I never set out to write about addiction/recovery–or any one specific theme–but the ghosts of my friends and loved ones often appear in my writing. Tom from “Sing to Me,” for example, is loosely based off of several people I knew and lost. Melinda from “Woodsmoke” is also an amalgamation of several people from my life
Forgiveness
I write to write. Oftentimes, there’s no conscious intention behind it—I just have something itching to come out. Catharsis is a direct goal, but above catharsis is understanding and forgiveness. I talk to myself for the same reason: it’s easier to make sense of things sometimes when they’re outside of you. In nearly all the stories, I wrote hoping to find forgiveness not just for others, but for myself as well.
A lot of heartbreak in life comes with a lot of rage and a lot of unanswered questions. A lot of mixed messages and words half-said, or words fully said but not always fully meant.

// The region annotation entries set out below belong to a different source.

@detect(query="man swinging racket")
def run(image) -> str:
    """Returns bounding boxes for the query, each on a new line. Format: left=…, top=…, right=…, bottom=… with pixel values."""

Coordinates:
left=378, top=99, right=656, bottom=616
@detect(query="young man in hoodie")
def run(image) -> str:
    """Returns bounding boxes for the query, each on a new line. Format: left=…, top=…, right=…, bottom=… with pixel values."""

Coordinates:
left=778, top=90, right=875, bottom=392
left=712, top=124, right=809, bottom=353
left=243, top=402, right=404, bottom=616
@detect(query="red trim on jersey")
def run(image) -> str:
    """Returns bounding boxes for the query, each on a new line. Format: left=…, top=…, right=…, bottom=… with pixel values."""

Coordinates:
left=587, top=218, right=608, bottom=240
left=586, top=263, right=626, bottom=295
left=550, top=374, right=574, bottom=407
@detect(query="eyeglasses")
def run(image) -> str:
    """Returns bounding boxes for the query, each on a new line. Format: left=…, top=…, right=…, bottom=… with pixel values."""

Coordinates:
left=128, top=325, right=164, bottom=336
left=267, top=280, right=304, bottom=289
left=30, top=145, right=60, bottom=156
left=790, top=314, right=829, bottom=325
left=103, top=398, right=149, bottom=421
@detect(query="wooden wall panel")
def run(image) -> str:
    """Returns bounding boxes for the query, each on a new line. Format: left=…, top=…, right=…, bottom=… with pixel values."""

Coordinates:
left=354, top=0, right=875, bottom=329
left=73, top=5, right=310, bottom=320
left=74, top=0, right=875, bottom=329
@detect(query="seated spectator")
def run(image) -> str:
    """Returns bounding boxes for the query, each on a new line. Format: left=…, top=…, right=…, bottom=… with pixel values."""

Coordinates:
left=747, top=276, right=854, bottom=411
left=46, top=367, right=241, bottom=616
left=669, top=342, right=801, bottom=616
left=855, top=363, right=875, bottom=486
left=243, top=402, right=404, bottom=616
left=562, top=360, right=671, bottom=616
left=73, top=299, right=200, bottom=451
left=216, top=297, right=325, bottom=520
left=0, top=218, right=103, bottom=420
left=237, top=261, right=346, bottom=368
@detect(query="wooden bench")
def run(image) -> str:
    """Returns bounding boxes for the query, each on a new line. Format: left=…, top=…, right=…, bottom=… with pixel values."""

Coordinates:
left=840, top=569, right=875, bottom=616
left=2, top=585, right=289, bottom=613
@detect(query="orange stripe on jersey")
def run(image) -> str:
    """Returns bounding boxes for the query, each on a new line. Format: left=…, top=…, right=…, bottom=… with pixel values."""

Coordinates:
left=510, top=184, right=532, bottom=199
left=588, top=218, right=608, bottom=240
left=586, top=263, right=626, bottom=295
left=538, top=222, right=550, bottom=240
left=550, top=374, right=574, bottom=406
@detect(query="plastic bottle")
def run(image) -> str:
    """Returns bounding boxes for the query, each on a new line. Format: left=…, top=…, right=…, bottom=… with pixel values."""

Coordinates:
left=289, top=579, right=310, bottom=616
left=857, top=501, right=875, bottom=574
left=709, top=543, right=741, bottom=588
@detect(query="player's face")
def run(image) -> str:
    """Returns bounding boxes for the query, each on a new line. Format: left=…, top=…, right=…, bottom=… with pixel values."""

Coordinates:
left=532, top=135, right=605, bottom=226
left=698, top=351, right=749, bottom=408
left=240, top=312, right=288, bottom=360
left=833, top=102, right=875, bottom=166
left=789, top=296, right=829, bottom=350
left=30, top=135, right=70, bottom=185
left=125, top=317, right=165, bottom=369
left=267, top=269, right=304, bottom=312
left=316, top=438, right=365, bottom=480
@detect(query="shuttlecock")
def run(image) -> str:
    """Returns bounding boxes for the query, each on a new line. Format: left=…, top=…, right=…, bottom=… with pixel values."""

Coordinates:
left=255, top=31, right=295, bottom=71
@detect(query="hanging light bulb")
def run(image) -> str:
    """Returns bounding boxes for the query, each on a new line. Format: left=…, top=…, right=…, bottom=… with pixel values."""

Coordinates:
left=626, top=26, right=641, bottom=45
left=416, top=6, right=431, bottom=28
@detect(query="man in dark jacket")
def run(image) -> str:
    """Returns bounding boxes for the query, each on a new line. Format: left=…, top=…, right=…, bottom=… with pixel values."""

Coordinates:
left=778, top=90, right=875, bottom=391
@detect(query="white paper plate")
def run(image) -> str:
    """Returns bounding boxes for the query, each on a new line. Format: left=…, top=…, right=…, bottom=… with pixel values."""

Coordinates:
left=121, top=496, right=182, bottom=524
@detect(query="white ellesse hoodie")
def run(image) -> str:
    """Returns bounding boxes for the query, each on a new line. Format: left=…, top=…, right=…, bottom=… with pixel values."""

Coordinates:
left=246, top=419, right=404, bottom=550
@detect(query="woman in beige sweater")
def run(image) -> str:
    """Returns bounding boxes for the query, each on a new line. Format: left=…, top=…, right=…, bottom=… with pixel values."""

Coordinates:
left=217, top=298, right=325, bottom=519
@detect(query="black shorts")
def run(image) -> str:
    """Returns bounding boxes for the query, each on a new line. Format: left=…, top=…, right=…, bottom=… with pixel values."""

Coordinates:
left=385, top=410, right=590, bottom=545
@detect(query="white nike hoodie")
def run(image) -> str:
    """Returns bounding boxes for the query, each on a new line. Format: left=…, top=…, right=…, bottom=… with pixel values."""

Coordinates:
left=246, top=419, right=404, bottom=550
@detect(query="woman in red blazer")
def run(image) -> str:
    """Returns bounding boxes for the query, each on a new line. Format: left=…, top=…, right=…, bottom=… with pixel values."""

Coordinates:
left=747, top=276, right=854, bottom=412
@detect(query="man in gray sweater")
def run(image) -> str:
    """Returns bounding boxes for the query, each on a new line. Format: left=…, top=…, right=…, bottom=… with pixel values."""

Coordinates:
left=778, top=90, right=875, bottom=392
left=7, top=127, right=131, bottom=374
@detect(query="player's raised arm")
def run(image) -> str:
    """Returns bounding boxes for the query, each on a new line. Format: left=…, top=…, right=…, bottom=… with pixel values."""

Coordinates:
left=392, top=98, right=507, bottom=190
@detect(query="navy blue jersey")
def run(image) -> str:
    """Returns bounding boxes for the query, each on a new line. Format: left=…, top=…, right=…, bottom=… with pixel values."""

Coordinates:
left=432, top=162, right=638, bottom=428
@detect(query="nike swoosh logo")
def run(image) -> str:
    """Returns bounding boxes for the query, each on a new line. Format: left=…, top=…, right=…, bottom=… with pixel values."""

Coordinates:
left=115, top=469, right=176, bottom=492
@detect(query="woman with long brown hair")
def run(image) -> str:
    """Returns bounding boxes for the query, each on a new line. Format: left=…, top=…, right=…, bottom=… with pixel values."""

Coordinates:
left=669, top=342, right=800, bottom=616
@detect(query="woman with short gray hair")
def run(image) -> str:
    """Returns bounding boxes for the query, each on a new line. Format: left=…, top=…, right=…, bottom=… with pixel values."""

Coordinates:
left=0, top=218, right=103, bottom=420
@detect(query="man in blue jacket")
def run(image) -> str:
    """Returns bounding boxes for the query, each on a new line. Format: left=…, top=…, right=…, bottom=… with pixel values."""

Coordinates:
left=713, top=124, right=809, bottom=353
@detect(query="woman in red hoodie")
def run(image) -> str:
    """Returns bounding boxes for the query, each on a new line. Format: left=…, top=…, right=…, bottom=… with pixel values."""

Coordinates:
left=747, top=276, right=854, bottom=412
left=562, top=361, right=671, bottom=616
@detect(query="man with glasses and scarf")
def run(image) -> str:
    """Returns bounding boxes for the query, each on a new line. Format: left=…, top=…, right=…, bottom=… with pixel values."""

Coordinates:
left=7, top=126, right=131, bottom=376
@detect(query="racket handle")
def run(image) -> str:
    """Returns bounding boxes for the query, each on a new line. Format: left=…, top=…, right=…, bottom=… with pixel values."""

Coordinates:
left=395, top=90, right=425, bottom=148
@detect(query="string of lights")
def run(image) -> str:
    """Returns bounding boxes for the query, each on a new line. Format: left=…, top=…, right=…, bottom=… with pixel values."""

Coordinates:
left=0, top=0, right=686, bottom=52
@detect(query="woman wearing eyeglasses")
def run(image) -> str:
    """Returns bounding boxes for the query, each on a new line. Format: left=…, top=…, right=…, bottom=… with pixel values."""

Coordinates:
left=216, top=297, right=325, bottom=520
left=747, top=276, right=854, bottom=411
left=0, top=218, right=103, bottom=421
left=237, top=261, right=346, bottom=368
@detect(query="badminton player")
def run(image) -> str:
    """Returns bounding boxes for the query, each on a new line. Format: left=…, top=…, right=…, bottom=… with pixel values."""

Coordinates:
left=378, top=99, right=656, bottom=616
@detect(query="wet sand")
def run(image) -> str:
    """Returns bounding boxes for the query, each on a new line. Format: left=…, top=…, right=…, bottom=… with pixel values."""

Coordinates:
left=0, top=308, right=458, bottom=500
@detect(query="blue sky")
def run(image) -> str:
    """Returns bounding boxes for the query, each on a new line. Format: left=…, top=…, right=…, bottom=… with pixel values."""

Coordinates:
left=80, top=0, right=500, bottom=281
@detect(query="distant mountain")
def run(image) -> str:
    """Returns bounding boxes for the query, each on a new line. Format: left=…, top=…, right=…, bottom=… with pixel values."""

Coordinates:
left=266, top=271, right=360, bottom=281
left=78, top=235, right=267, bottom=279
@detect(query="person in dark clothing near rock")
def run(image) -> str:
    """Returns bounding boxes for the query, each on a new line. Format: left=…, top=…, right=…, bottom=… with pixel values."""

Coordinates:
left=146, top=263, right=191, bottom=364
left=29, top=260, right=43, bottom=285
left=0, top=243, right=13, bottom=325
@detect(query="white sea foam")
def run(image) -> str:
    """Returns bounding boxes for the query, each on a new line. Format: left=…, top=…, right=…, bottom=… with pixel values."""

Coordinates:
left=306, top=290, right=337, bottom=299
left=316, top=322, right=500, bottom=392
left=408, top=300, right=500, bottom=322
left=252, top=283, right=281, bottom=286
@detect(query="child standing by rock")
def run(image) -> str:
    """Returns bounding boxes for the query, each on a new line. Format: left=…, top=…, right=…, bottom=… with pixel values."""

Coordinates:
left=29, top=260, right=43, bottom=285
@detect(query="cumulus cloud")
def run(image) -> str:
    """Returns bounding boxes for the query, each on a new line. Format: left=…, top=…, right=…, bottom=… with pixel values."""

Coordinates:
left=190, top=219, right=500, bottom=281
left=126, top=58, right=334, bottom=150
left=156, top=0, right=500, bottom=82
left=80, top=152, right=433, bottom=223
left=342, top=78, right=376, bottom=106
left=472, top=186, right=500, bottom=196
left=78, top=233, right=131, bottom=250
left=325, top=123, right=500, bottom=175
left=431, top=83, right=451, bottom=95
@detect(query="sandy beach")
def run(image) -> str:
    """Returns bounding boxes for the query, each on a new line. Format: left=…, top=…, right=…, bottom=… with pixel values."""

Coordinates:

I didn’t get explanations for why loved ones lied to me in the moment. I didn’t get to speak with my dead friends before they cussed me out and drove away or disappeared into their highs. I didn’t get to say goodbye properly to my father before he died. The last time I saw him, he was dropping off a prescription at the house and I was on a phone with a friend, crying about some guy.
When I write, whether in first drafts or in revision, I summon a place where we have those conversations, we find catharsis, we find peace. I write to understand, and to forgive.